To some of the essential questions that have driven us since we started this work 20 years ago—questions that have been seeded, tended, gathered, and fermented in a variety of fruitful settings—we are adding new forms of energy and producing new forms of output.
 
One question has had a lot of our attention recently. How can we provide the data planning and design professionals need to do their best work, rapidly, to replenish aquifers and harvest every precious drop of run-off in an increasingly variable climate?  Working into that question has led us away from the classroom, and requires a sustained technical focus. That work is moving forward as Divining Lab LLC, building high-precision hydrologic modeling and decision-support tools for communities investing in green infrastructures.

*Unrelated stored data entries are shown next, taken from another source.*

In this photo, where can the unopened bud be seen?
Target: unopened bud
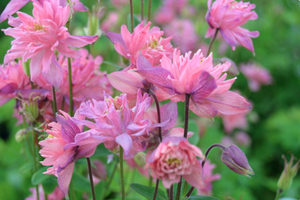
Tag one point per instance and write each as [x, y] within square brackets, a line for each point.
[236, 160]
[289, 172]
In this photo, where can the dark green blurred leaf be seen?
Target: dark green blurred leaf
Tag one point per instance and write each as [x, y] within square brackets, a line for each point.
[148, 192]
[38, 177]
[198, 197]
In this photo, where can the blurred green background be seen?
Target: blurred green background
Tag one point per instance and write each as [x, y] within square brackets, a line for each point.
[276, 132]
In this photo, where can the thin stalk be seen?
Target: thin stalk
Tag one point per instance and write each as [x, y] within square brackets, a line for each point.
[171, 193]
[186, 114]
[142, 10]
[156, 189]
[70, 87]
[109, 182]
[54, 101]
[149, 10]
[122, 173]
[91, 177]
[131, 16]
[212, 41]
[158, 112]
[278, 193]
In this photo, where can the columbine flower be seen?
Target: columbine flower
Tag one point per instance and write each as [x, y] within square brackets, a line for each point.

Divining Lab LLC is located at the LA Cleantech Incubator, where it benefits from the intense creative energies of collaborators in the water, energy, tech, and built environment sectors.  
 
Another essential question that has driven our work over the years is less technical, more rooted in the the arts and humanities. How can the world’s rich history of water architectures in drylands inform contemporary design? That question, too, requires a new kind of attention from us. Sifting lessons drawn from classrooms, fieldwork, and new research, we are creating a set of digital and print resources for students and teachers. In short, we're writing. That distillation work takes place in the intense, if more contemplative, laboratory of libraries, and wherever the pursuit of global case studies may lead us. Periodic installments of that work will appear on ALI’s website.
 
Both batches of work hold the promise of new tools—some hard, some soft; some data-driven, some culture-driven—for inspired climate adaptation. We look forward to sharing the results of our distillation process with you.